RICHMOND -- Richmond Mayor L. Douglas Wilder says Sen. Barack Obama's strategy of relying less on the black leaders of the civil rights era and more on a message of unity gives him the best chance of becoming the first Democrat in 44 years to win the state's electoral votes in a presidential election.

"The civil rights movement was over 50-something years ago," Mr. Wilder, a Democrat and the country's first elected black governor, told The Washington Times. "Many people know nothing of it other than a recitation [during Black History] month. People are tired of that. They want to see more relatively.

"The worst mistake one can make, in my judgment, is to try to tailor a message to a group and to say: 'I am the person for your group.' He should be the person for the American people," he said.

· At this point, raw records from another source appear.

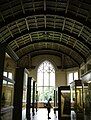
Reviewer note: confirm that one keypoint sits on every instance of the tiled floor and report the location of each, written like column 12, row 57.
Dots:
column 41, row 114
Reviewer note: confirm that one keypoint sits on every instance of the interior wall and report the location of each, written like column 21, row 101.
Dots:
column 60, row 75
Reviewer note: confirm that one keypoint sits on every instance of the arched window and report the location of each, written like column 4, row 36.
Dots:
column 45, row 81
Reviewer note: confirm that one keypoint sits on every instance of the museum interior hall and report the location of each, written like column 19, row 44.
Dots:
column 45, row 52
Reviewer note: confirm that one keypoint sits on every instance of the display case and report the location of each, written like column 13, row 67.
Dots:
column 77, row 98
column 7, row 92
column 87, row 100
column 64, row 103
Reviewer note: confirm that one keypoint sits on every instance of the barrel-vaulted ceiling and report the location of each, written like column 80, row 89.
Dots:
column 53, row 27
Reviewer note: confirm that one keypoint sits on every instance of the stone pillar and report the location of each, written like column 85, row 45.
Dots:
column 28, row 98
column 33, row 98
column 18, row 93
column 59, row 103
column 2, row 58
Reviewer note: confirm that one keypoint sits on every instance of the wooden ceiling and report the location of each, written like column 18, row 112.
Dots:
column 55, row 27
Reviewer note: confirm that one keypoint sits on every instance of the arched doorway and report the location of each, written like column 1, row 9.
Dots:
column 45, row 81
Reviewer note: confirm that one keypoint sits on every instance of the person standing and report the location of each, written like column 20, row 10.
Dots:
column 49, row 107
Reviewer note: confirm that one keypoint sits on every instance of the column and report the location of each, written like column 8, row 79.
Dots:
column 59, row 103
column 33, row 97
column 2, row 59
column 18, row 93
column 28, row 98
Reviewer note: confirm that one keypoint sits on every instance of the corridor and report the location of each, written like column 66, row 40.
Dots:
column 41, row 114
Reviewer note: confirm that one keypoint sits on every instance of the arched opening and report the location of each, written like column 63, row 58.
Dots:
column 45, row 81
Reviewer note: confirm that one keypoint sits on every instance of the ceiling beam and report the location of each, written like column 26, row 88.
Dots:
column 50, row 52
column 28, row 13
column 58, row 42
column 12, row 54
column 49, row 29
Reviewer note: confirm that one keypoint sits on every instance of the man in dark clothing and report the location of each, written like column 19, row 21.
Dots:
column 49, row 107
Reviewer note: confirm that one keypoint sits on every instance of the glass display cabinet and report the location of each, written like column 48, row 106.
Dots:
column 87, row 100
column 77, row 98
column 64, row 103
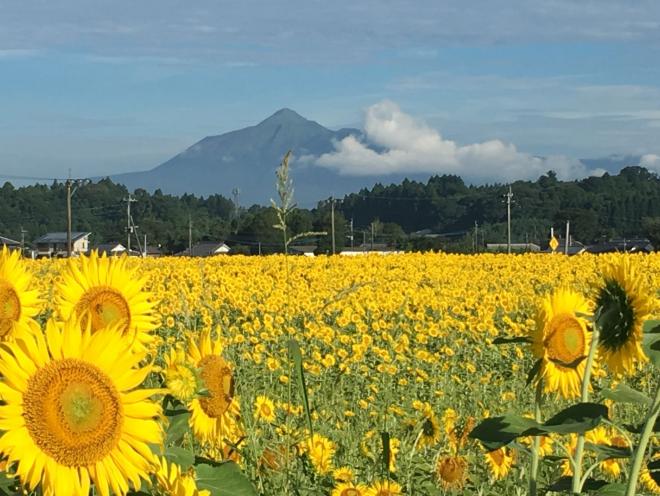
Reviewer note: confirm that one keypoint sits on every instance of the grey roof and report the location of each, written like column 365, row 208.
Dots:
column 60, row 237
column 8, row 242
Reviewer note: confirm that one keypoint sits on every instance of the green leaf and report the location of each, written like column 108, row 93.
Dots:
column 496, row 432
column 563, row 485
column 511, row 339
column 612, row 489
column 385, row 438
column 651, row 343
column 225, row 479
column 181, row 456
column 626, row 394
column 296, row 355
column 608, row 452
column 178, row 426
column 578, row 419
column 534, row 371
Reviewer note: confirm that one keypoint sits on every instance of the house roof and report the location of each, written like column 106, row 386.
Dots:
column 206, row 249
column 60, row 237
column 8, row 242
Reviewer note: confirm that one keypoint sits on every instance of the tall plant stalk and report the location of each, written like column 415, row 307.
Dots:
column 576, row 485
column 640, row 451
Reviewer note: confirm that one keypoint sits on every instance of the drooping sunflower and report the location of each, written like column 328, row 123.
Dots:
column 173, row 482
column 102, row 290
column 500, row 462
column 623, row 303
column 19, row 303
column 561, row 341
column 384, row 488
column 212, row 415
column 451, row 471
column 264, row 409
column 73, row 413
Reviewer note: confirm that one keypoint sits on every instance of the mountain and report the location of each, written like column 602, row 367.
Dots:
column 247, row 158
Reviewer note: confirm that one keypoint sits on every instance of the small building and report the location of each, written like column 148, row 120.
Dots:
column 10, row 243
column 515, row 247
column 305, row 250
column 111, row 249
column 55, row 244
column 206, row 249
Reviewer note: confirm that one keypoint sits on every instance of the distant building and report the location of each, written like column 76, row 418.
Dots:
column 10, row 243
column 55, row 244
column 206, row 249
column 515, row 247
column 370, row 248
column 111, row 249
column 306, row 250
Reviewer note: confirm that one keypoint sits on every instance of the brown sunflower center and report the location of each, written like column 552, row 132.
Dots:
column 73, row 412
column 220, row 385
column 105, row 306
column 451, row 470
column 10, row 307
column 565, row 341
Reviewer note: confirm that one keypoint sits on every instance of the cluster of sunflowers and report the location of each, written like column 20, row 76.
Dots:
column 397, row 364
column 575, row 340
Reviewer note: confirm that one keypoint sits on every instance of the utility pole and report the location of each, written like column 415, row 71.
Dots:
column 189, row 235
column 476, row 236
column 352, row 237
column 68, row 218
column 332, row 221
column 23, row 232
column 129, row 226
column 509, row 195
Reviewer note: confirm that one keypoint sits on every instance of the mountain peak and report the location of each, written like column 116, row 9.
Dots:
column 285, row 116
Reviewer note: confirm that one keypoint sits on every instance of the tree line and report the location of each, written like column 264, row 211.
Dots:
column 599, row 208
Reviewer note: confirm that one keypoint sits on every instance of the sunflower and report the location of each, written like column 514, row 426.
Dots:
column 19, row 304
column 72, row 413
column 623, row 303
column 451, row 471
column 320, row 451
column 384, row 488
column 173, row 482
column 349, row 489
column 500, row 462
column 561, row 341
column 104, row 291
column 650, row 476
column 264, row 409
column 213, row 415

As a result, Mr. Obama, an Illinois Democrat who is black, has "received an audience the likes of which have never been seen by any African-American seeking an elective office in this country, period," Mr. Wilder said. "Even at [former Secretary of State] Colin Powell's height, he did not get these kinds of crowds, and Colin was not chopped liver."

The mayor's comments come less than a week after Mr. Obama addressed nearly 4,000 people at the annual Jefferson-Jackson dinner in Richmond and received Virginia Gov. Timothy M. Kaine's early endorsement.

The endorsement was the first by any governor outside of a candidate's home state. It also takes on additional significance in a state that has not voted for a Democrat in a presidential election since Lyndon B. Johnson in 1964, but where voters had elected Democrats in the past two gubernatorial races and last year's U.S. Senate race.

After his speech in Richmond on Saturday, Mr. Obama was thronged by supporters, who toppled a metal railing and knocked plates of half-eaten food off tables to get a peak of the senator before he slipped out a back door.

"It is a new day," Delegate Dwight Clinton Jones, a black Richmond Democrat, said after he watched Mr. Obama court voters and political leaders in Virginia on Saturday. "I believe that America is ready for things that in past times they may not have considered."

Although most black political leaders have been careful about what they say about Mr. Obama, there is evidence that civil rights leaders are concerned that Mr. Obama is not overly interested in appeasing them.

For example, earlier this month, Mr. Obama opted to announce his bid for the Democratic presidential nomination in front of nearly 15,000 people, most of whom were white, at the Old State Capitol in Springfield, Ill. -- the same day thousands of black leaders gathered at Hampton University in Virginia for the State of the Black Union, an annual traveling town hall.